Current Exhibit
TIME | הזמן
- Curator: Udi Urman
- Photographers: Elinor Carucci + Tal Shohat
- Poems: Agi Mishol
- Dates: Mar 10–May 16, 2025
- Opening Reception: Tue, Mar 11, 6:30 pm
What is a family but a constellation of selves, shifting across the arc of time? How do we hold onto those we love as they change, as we change, and as the years inscribe their indelible marks upon us? Can art pierce the veil of memory and reveal the essence of these bonds—fragile, resilient, ever-evolving?
The Vision Behind the Exhibit
TIME assembles the work of three remarkable Israeli women artists—Elinor Carucci, Tal Shochat, and Agi Mishol—each offering a distinct meditation on the intimate fabric of family. Through photography and poetry, they excavate the hidden layers of domestic life, inviting us to reckon with our own reflections in the mirror of kinship.
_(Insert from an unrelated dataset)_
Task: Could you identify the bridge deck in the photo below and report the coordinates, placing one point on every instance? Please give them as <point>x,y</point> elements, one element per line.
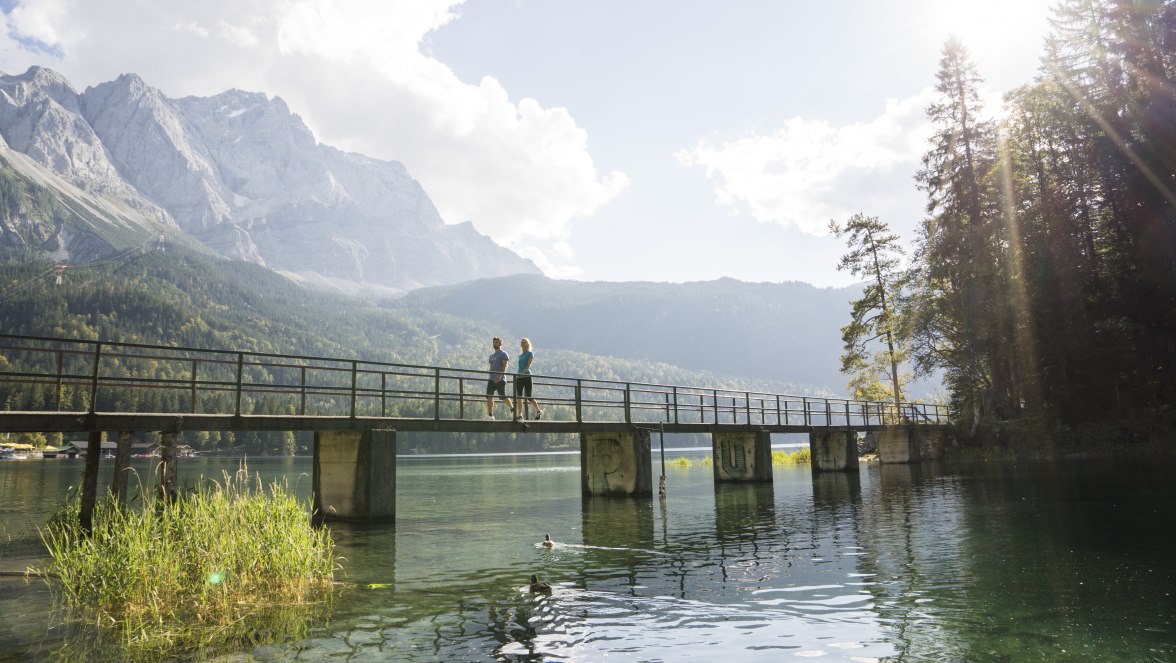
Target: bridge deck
<point>66,384</point>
Together, these artists construct a profound dialogue on the nature of familial ties—the ways they shape us, the ways we shape them, and the ways they endure within us long after moments have passed. TIME is an invitation to contemplate our own inheritance of love and fracture, to see our families not as fixed entities but as dynamic constellations—ever shifting, ever becoming.
Elinor Carucci
Elinor Carucci’s lens captures the unvarnished truth of family existence. Her photographs refuse the comfort of distance; they insist on presence. Here, nothing is withheld—ecstasy and grief, fury and tenderness intertwine without apology. Carucci’s work demands that we bear witness to the raw choreography of love and pain that defines the human experience.
Tal Shochat
Tal Shochat, by contrast, constructs her familial narratives with the precision of a stage director. Her images are not found but built—each element meticulously arranged, every gesture deliberate. In Shochat’s work, the familiar becomes theatrical, and the domestic transforms into myth. She compels us to ask: Is our family what it is, or what we craft it to be? Where does authenticity end and artifice begin?
Agi Mishol
Agi Mishol’s poetry carves a different path, guiding us through the labyrinth of the heart. Her words are vessels of memory, carrying the weight of longing, betrayal, tenderness, and endurance. Each line pulses with the rhythms of a life lived among others, inviting us to trace our own emotional cartographies. Mishol reveals that family is not merely a structure but a field of forces—binding and repelling, nurturing and wounding, always in flux.
Vivian Eden translated the poems for this exhibit. Vivian Eden was born in New York City, grew up in Washington, D.C. lives in Jerusalem and has published her writing and translations in Israel, the United States and elsewhere.